Jein. Der Sühnebegriff, den gibt es, seit es diese Religion gibt. Sich selber zu geißeln, die Leiden Christi an sich selbst nachzuvollziehen, um selbst Sühne zu leisten und Christus auch auf diesem Weg nachzufolgen, das ist eine uralte Tradition. Das hat ja jetzt nicht der Seidl erfunden. Menschen, die das sehr ernst nehmen, die machen eben auch das. Aber darüber redet man nicht groß. Das sieht man ja auch im Film. Das läuft sehr ritualisiert und im intimen Rahmen ab.

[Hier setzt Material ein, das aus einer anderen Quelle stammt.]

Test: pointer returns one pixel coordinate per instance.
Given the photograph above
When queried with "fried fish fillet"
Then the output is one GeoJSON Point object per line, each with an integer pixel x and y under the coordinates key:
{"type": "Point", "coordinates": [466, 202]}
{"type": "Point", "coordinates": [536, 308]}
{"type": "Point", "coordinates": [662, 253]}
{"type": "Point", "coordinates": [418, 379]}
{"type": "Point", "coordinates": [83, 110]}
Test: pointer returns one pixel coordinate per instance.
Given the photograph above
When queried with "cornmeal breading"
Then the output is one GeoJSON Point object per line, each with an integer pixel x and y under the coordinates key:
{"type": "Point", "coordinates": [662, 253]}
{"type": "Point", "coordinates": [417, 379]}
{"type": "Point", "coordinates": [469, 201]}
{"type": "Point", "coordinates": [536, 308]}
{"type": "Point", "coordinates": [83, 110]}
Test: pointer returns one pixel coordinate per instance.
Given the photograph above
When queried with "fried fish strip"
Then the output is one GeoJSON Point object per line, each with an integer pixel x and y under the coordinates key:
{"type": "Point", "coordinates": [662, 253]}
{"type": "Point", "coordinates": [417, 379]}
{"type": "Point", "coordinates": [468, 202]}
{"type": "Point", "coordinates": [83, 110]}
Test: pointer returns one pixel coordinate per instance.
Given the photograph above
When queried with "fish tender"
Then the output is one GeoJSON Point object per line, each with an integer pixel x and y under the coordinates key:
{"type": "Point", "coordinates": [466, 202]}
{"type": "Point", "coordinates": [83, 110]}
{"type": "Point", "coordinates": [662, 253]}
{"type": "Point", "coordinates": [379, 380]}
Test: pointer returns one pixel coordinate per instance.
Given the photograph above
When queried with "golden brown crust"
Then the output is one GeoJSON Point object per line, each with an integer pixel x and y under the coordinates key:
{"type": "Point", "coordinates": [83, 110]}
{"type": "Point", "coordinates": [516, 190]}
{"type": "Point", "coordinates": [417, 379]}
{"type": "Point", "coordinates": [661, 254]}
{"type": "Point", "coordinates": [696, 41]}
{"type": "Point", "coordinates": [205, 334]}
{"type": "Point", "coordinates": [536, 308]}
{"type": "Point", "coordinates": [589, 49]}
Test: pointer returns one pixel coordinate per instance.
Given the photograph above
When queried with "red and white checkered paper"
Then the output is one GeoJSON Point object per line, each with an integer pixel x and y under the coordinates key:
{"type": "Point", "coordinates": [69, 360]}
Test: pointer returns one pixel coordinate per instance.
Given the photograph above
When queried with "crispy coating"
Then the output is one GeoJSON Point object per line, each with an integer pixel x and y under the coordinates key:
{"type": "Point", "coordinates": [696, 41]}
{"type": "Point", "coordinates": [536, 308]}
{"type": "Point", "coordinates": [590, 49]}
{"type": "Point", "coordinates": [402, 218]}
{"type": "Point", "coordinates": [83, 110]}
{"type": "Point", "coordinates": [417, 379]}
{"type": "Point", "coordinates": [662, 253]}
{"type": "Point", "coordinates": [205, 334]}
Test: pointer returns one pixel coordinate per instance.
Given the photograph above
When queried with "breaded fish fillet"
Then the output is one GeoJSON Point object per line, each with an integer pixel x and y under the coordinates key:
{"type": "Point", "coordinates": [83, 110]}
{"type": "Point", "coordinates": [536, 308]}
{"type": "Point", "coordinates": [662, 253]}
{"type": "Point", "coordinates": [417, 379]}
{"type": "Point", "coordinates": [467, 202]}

Damit geht man nicht hausieren. Aber natürlich gibt es diese Leute, die so konsequent diesen Weg gehen wollen.

Teil ihrer Vorbereitung war es auch, selber von Tür zu Tür zu gehen und Mission auszuprobieren.

Ja, beim Ulrich Seidl gibt es kein geschriebenes Dialogdrehbuch. Also was soll man denn anderes machen, als es auszuprobieren. Ich bin früher noch nie in meinem Leben missionieren gegangen und es war schwerer als gedacht. Da habe ich mir fast die Zähne ausgebissen an dieser Missionsarbeit. Das Problem für mich als Schauspielerin war auch, dass ich immer die Agierende sein musste. Ich musste immer einen Schritt voraus sein, so wie das eben ist, wenn man eine Botschaft verkaufen will.

Maria Hofstätter & Ulrich Seidl

EPA/Claudio Onorati

Maria Hofstätter und Ulrich Seidl sind mittlerweile ein eingespieltes Team

Sie kommen selbst aus einem katholischen Elternhaus und sagen, dass Sie sehr katholisch erzogen wurden. War das beim Aneignen der Figur von Vorteil oder war ihr eigener biografischer Rucksack eher ein Hindernis?

Zuerst habe ich mir gedacht, es hilft, weil ich schon über so manche Dinge Bescheid weiß, wo andere vielleicht nicht Bescheid wissen. Im Endeffekt hat es sich aber als Hindernis herausgestellt. Ich hatte emotionale Schwierigkeiten, es wirklich zu spielen - vor allem das Missionieren; gar nicht so sehr die Szenen mit dem Geißeln oder dem Beten auf Knien. Diese „Hausszenen“ waren mir weniger ein Problem, als wirklich missionieren gehen zu müssen. Es hat sich alles in mir gewehrt, dass ich jemandem anderen meine Botschaft oktroyieren muss.

Sieben Jahre dauerte die Vorlaufzeit zu „Paradies: Glaube“. Beginnt man da zwischenzeitlich nicht, am Projekt zu zweifeln?

Ja, es war sehr lange. Da waren natürlich immer wieder auch lange Unterbrechungen dabei. Ich habe es aber einfach nicht geschafft, die Rolle so glaubwürdig zu spielen, wie wir es gerne gehabt hätten. Ich habe es der Geduld und der Hartnäckigkeit von Ulrich Seidl zu verdanken, dass er immer wieder nach einer längeren Phase gesagt hat: So, probieren wir es doch wieder. Ich habe bis zum letzten Drehtag daran gezweifelt, dass mir das jemand glauben wird. Aber in dem Sinn kann man sich auf Ulrich Seidl verlassen. Er hat so einen strengen Blick und so ein strenges Ohr. Wenn er einmal sagt, ja das geht, dann kann man sich drauf verlassen, dass es reicht.